Partiranno domani i primi profughi da ricollocare in Europa. Nel campo della Croce rossa, però, sono in tanti a rifiutare. Temono ritorsioni o di dover restare in Italia. Prezioso il ruolo dei mediatori. “Una volta arrivati spargeranno la voce sui social e i numeri aumenteranno”
Rifugiati eritrei

ROMA - Partiranno dalla tendopoli allestita nei pressi della stazione Tiburtina a Roma i primi eritrei che verranno ricollocati secondo quanto deciso dall’Unione europea nei mesi scorsi. Sono dodici quelli per cui sono state portate a termine le procedure necessarie e che dovrebbero partire già nella giornata di domani insieme ad altri profughi per un totale di circa venti ricollocamenti. Sarà la Croce rossa ad accompagnarli da Tiburtina all’aeroporto di Ciampino. Decollo previsto per le 9 e 30, spiega una nota del Viminale, destinazione: Svezia. Un primo passo nell’attivazione di un meccanismo che porterà, secondo quanto stabilito a Bruxelles, al ricollocamento di circa 160 mila profughi, 40 mila dall’Italia. Tuttavia, non mancano le difficoltà: secondo quanto raccontano gli operatori della Croce rossa, la maggior parte dei migranti interessati al momento rifiuta di aderire al programma per paura di restare in Italia o per il timore di ritorsioni da parte dei trafficanti.

Sono la maggior parte a dire di no – racconta Giorgio De Acutis, coordinatore accoglienza migranti in transito della Croce rossa italiana a Tiburtina -. Alcuni perché condizionati dal trafficante o perché magari hanno contratto un debito con lui e diventa un problema allontanarsi perché la famiglia potrebbe pagarne le conseguenze. È un mondo delicato dove occorre usare mille cautele”. A frenare i transitanti soprattutto il timore di veder sfumare il proprio obiettivo di raggiungere il nord Europa. “Il motivo principale per cui rifiutano – spiega De Acutis - è la paura di dare le proprie impronte digitali, di dover restare in Italia per chissà quanto tempo prima che la procedura giunga al termine. Noi, però, siamo convinti che con l’arrivo dei primi, questi si attiveranno sui social network, si spargerà la voce e i numeri aumenteranno”.
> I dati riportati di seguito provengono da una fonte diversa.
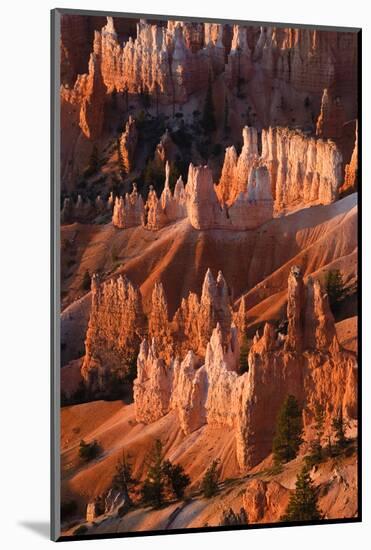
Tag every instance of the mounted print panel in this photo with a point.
(205, 187)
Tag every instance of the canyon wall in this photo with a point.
(116, 327)
(308, 363)
(303, 170)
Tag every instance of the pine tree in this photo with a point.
(176, 477)
(123, 480)
(288, 438)
(316, 451)
(334, 287)
(154, 485)
(209, 484)
(303, 503)
(208, 115)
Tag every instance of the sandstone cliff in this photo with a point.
(351, 169)
(302, 170)
(308, 363)
(128, 143)
(128, 211)
(115, 329)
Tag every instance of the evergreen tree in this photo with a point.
(303, 503)
(334, 287)
(208, 115)
(209, 484)
(123, 480)
(288, 439)
(339, 429)
(316, 451)
(176, 477)
(154, 485)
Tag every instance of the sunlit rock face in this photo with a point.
(303, 170)
(308, 363)
(128, 211)
(351, 169)
(114, 332)
(128, 143)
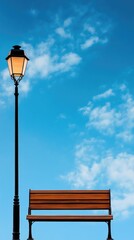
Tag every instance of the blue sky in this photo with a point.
(76, 109)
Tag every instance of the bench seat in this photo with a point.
(70, 218)
(53, 200)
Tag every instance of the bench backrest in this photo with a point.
(69, 200)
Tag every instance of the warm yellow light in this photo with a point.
(17, 62)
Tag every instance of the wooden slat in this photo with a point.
(69, 199)
(78, 218)
(68, 206)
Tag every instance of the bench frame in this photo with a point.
(69, 200)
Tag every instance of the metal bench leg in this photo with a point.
(30, 231)
(109, 231)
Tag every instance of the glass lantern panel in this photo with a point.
(9, 61)
(17, 66)
(24, 66)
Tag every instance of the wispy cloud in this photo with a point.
(108, 118)
(58, 55)
(104, 95)
(90, 42)
(100, 165)
(105, 170)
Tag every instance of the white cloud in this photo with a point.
(63, 33)
(104, 95)
(67, 22)
(90, 28)
(83, 175)
(111, 118)
(107, 171)
(90, 42)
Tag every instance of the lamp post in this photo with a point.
(17, 62)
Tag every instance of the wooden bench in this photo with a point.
(70, 200)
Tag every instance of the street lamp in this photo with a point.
(17, 62)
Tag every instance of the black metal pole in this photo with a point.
(16, 206)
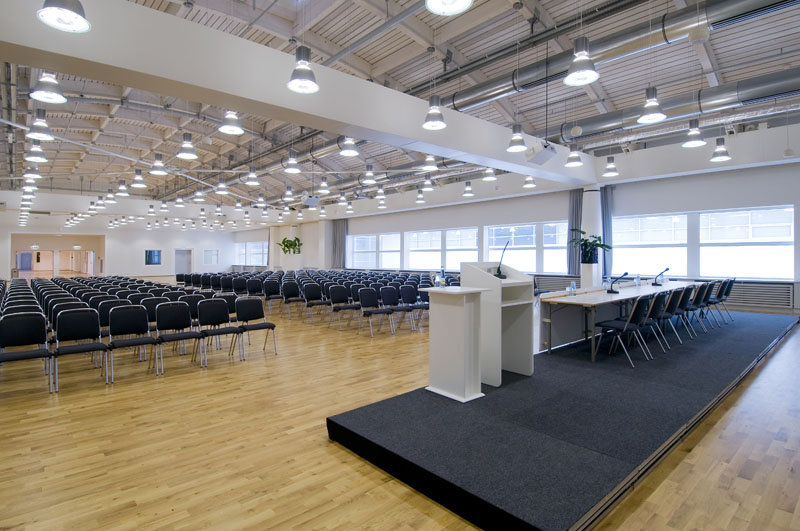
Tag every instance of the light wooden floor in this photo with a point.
(243, 445)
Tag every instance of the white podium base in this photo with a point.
(461, 399)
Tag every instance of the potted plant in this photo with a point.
(588, 245)
(290, 246)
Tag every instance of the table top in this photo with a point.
(598, 297)
(454, 290)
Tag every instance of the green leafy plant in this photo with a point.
(290, 246)
(588, 245)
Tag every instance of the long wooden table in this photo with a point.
(590, 300)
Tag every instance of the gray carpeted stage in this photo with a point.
(549, 451)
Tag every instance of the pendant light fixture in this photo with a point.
(39, 129)
(468, 190)
(611, 168)
(64, 15)
(47, 90)
(695, 138)
(231, 124)
(187, 151)
(517, 142)
(574, 158)
(720, 152)
(302, 80)
(348, 148)
(138, 180)
(651, 112)
(369, 176)
(447, 8)
(582, 71)
(434, 120)
(36, 153)
(158, 166)
(252, 178)
(323, 186)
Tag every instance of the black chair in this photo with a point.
(370, 306)
(24, 330)
(213, 314)
(250, 311)
(79, 324)
(631, 325)
(173, 325)
(129, 320)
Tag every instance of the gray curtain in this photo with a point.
(338, 243)
(574, 222)
(607, 210)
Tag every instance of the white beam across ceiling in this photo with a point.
(346, 105)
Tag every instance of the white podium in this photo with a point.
(507, 314)
(454, 362)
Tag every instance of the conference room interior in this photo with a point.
(394, 144)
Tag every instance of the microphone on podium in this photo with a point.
(611, 287)
(655, 280)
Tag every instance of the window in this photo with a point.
(152, 258)
(554, 247)
(645, 245)
(747, 243)
(389, 251)
(461, 245)
(257, 253)
(521, 252)
(361, 251)
(424, 249)
(210, 256)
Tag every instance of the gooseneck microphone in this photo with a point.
(655, 280)
(499, 274)
(611, 287)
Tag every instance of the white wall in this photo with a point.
(125, 251)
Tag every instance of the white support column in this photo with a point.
(592, 223)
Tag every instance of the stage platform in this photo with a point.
(555, 450)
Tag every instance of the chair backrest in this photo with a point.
(368, 297)
(312, 292)
(173, 316)
(128, 319)
(290, 289)
(77, 323)
(389, 296)
(151, 303)
(213, 312)
(192, 301)
(106, 306)
(249, 309)
(20, 329)
(408, 294)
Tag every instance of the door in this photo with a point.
(183, 261)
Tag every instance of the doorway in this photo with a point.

Una dozzina le partenze per questo primo gruppo di ricollocati, ma presto potrebbero partirne altri. “Si tratta di un primo gruppo sperimentale – continua De Acutis -. È una procedura che risponde ad una esigenza di buon senso. In realtà stiamo realizzando una sorta di corridoio umanitario che per ora parte dalla Sicilia fino a Stoccolma. Se si va avanti riusciremo a sottrarre queste persone dal controllo dei trafficanti e far fare loro l’ultima parte del viaggio in sicurezza. Per il loro bene, per quello dei cittadini per cui non si creano situazioni di allarme”. Fondamentale il ruolo dei mediatori culturali. Non solo per la lingua, ma soprattutto per fare in modo che si fidino delle istituzioni. “I mediatori che hanno vissuto un’esperienza simile sanno quali leve muovere per arrivare ad infondere fiducia – racconta De Acutis -. Si tratta di persone terrorizzate dalla polizia, dai controlli e dal passaggio delle frontiere. Sono assoggettate al controllo dei trafficanti che danno loro tutta una serie di informazioni sbagliate. Fare in modo che si affidino alle istituzioni, vadano in questura, facciano  il fotosegnalamento e lascino le impronte non è semplice”.
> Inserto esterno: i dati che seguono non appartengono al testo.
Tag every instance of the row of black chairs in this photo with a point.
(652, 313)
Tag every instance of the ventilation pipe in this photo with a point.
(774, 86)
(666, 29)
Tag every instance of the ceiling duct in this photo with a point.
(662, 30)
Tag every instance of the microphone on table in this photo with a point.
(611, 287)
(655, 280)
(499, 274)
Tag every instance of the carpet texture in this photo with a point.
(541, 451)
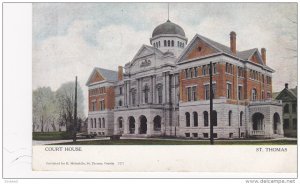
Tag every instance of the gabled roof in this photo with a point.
(151, 49)
(292, 93)
(108, 75)
(243, 55)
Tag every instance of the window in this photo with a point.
(120, 103)
(229, 118)
(286, 123)
(189, 93)
(241, 118)
(103, 123)
(207, 91)
(214, 68)
(214, 118)
(254, 94)
(295, 123)
(240, 92)
(195, 115)
(205, 116)
(228, 90)
(146, 91)
(194, 93)
(102, 105)
(93, 106)
(187, 119)
(204, 70)
(99, 122)
(195, 71)
(159, 92)
(294, 108)
(133, 97)
(286, 108)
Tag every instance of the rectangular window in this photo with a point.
(204, 70)
(196, 71)
(286, 124)
(240, 92)
(294, 108)
(228, 90)
(214, 68)
(189, 93)
(295, 123)
(194, 93)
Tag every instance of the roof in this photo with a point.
(168, 28)
(290, 92)
(109, 75)
(243, 55)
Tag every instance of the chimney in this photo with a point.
(120, 73)
(263, 55)
(233, 42)
(286, 85)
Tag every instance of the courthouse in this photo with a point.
(164, 90)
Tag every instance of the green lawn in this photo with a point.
(181, 142)
(50, 135)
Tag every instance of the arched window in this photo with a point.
(286, 108)
(187, 119)
(146, 91)
(254, 94)
(103, 123)
(99, 122)
(241, 118)
(229, 118)
(195, 115)
(205, 117)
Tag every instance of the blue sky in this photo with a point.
(71, 38)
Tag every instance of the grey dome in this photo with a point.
(168, 28)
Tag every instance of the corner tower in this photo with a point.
(169, 37)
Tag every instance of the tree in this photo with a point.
(44, 108)
(65, 96)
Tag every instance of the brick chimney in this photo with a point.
(286, 85)
(233, 42)
(263, 55)
(120, 73)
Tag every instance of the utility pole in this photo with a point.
(211, 96)
(75, 113)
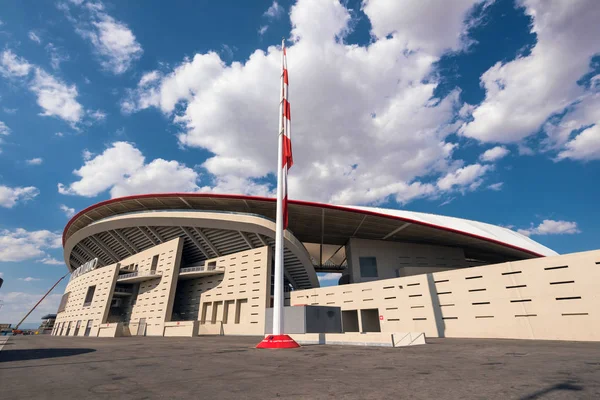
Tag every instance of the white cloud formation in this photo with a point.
(466, 178)
(10, 196)
(51, 261)
(551, 227)
(375, 131)
(17, 304)
(496, 186)
(522, 94)
(274, 11)
(585, 146)
(69, 212)
(57, 56)
(494, 154)
(122, 169)
(20, 244)
(4, 130)
(34, 37)
(13, 66)
(114, 43)
(29, 279)
(55, 97)
(35, 161)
Nei paesi d’arrivo, aggiunge De Acutis, è tutto pronto. Prima della partenza sono state eseguite visite mediche e screening per segnalare problemi e necessità, mentre in alcuni paesi gli stessi circuiti della Croce rossa si stanno attivando per facilitare il ricollocamento. E anche nei casi più complessi, c’è un atteggiamento di positività da parte di chi sta gestendo i trasferimenti. “C’è un caso particolare di un eritreo – racconta De Acutis -, che ha moglie e due bambini piccoli ancora in Sudan. Lui ha suo padre, un fratello e una sorella in Olanda. Non hanno i soldi sufficienti per far fare il viaggio alla moglie e ai figli bloccati in Sudan, lui non ha i soldi per completare il viaggio verso l’Olanda che purtroppo non è tra i paesi in cui verranno indirizzati questi primi ricollocamenti. Tuttavia, anche per questi casi specifici c’è un’attenzione particolare e positiva, magari con tempi un po’ più lunghi. Dovrà aspettare qualche settimana, ma alla fine avrà modo di arrivare in Olanda in sicurezza”. Una storia che però al momento non ha un lieto fine, racconta De Acutis. Per la moglie e i figli, infatti, non c’è alcun corridoio umanitario. “Dovranno riuscire in qualche modo ad arrivare in Sicilia – è l’amaro commento di De Acutis -, prima che si possa garantire un ricongiungimento”.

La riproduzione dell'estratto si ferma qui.